While the AfD, the largest opposition party in Germany’s federal parliament, has frequently made headlines for scandalous comments from within its ranks, the reference to gassing minorities has sparked fresh outrage in the country responsible for the Holocaust.

“Talk of ‘shooting’ and ‘gassing’ has broken a clear political and social taboo,” Simone Rafael, editor-in-chief at far-right monitoring website Belltower News, told VICE News.

The AfD kicked Lüth out of the party once news of the comments broke, with co-leader Alexander Gauland calling the comments “totally unacceptable and incompatible with the aims and policies” of the group.

Lüth, who had held senior positions with the party since it was founded in 2013, had already been stood down from his role since April over allegations he had repeatedly described himself as a fascist and praised his "Aryan grandfather", a World War II submarine commander who had received an Iron Cross from Adolf Hitler.
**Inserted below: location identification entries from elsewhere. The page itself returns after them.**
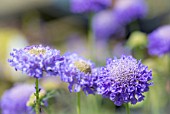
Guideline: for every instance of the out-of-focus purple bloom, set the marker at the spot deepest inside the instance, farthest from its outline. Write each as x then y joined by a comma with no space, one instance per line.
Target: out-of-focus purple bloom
105,24
159,41
77,71
123,80
81,6
14,100
36,59
119,49
129,10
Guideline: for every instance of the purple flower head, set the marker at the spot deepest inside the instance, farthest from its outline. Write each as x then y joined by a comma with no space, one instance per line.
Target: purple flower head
159,41
14,100
81,6
129,10
124,80
77,71
105,24
34,60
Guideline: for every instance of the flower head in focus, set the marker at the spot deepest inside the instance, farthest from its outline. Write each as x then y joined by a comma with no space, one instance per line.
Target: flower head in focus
124,80
14,100
77,71
159,41
105,24
35,60
81,6
129,10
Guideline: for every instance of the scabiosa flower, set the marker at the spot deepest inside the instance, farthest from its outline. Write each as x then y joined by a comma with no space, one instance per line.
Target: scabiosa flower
14,100
77,71
105,24
124,80
81,6
129,10
36,59
159,41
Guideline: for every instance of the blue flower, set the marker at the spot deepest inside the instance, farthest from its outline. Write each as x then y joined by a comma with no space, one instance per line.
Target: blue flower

Rafael said that despite the denunciation of Lüth’s comments by the AfD’s leadership, the secretly-filmed remarks gave a glimpse into attitudes she said were prevalent within the party, which sought to maintain a facade of democratic respectability.

“The racist and inhumane remarks … are views widely shared in the party, but rarely uttered publicly or so explicitly,” she said. “After internal power struggles within the party, the AfD has become increasingly radicalised, and it’s clear that it is not a party that operates within the spectrum of democratic acceptability.”

But Rafael did not believe the scandal would substantially hurt the party’s standing among its support base.

“People vote for the AfD precisely because and not despite the fact that it is racist,” she said, adding that the party’s supporters were often deeply distrustful of the media. “This current scandal could very well simply look like a media ‘hit job’ to them.”

Lüth was reportedly once a close confidante of Gauland, who himself has stirred up scandals with provocative comments. In 2017, Gauland caused outrage when he said a German lawmaker of Turkish descent should be “disposed of” back to her parents’ ancestral homeland; a year later he described the Nazi era as “just a speck of bird shit in over 1,000 years of successful German history”.